32 bit ABI signals are not supported in shadow stack processes. Linux prevents
32 bit execution while shadow stack is enabled by the allocating shadow stacks
outside of the 32 bit address space. When execution enters 32 bit mode, either
via far call or returning to userspace, a #GP is generated by the hardware
which, will be delivered to the process as a segfault. When transitioning to
userspace the register's state will be as if the userspace ip being returned to
caused the segfault.

Fork
----

The shadow stack's vma has VM_SHADOW_STACK flag set; its PTEs are required
to be read-only and dirty.
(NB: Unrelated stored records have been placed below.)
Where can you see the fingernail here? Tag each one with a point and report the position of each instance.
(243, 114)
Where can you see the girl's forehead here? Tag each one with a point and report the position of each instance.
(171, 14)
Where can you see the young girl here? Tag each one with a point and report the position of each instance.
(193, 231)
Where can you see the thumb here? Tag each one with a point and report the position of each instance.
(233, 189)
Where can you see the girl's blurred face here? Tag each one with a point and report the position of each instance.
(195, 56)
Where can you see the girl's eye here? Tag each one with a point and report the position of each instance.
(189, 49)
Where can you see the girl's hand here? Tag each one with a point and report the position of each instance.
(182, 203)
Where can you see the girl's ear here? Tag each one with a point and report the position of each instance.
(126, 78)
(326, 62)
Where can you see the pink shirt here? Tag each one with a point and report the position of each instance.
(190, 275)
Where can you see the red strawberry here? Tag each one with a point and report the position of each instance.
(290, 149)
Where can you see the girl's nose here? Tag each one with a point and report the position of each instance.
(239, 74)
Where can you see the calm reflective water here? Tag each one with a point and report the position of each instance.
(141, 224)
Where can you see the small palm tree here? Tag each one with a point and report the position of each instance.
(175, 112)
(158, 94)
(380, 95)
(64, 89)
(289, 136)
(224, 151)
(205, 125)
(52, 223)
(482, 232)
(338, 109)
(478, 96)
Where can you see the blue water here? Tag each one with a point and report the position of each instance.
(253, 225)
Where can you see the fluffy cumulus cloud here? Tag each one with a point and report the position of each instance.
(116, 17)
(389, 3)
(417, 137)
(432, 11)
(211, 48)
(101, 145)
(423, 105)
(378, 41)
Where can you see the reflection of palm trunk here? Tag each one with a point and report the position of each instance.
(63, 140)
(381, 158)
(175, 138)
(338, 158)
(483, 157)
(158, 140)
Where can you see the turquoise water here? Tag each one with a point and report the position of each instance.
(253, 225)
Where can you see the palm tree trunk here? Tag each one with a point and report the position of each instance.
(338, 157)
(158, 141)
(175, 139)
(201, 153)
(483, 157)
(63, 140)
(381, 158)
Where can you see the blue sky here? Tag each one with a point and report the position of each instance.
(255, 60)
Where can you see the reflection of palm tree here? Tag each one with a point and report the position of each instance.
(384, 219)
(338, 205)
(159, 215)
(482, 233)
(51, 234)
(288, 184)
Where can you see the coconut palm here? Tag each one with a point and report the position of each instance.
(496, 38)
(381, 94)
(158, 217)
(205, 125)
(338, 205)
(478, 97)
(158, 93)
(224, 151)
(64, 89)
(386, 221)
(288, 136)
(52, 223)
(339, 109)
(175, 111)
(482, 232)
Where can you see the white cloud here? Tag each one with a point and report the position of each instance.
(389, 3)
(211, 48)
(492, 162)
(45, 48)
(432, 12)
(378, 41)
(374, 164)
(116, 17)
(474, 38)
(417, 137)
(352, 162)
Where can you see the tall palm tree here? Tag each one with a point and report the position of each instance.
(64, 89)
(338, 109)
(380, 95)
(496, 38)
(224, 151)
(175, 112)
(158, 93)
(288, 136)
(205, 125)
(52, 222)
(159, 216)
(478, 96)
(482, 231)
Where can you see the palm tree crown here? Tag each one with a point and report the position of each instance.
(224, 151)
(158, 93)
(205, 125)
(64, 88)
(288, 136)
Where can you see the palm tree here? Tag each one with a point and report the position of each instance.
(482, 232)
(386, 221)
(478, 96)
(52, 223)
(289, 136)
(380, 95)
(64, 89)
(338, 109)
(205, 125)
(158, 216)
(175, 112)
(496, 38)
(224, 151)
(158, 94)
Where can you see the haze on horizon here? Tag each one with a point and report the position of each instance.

When a shadow stack PTE is not RO and dirty, a
shadow access triggers a page fault with the shadow stack access bit set
in the page fault error code.

When a task forks a child, its shadow stack PTEs are copied and both the
parent's and the child's shadow stack PTEs are cleared of the dirty bit.
Upon the next shadow stack access, the resulting shadow stack page fault
is handled by page copy/re-use.

When a pthread child is created, the kernel allocates a new shadow stack
for the new thread. New shadow stack creation behaves like mmap() with respect
to ASLR behavior. Similarly, on thread exit the thread's shadow stack is
disabled.

Exec
----

On exec, shadow stack features are disabled by the kernel. At which point,
userspace can choose to re-enable, or lock them.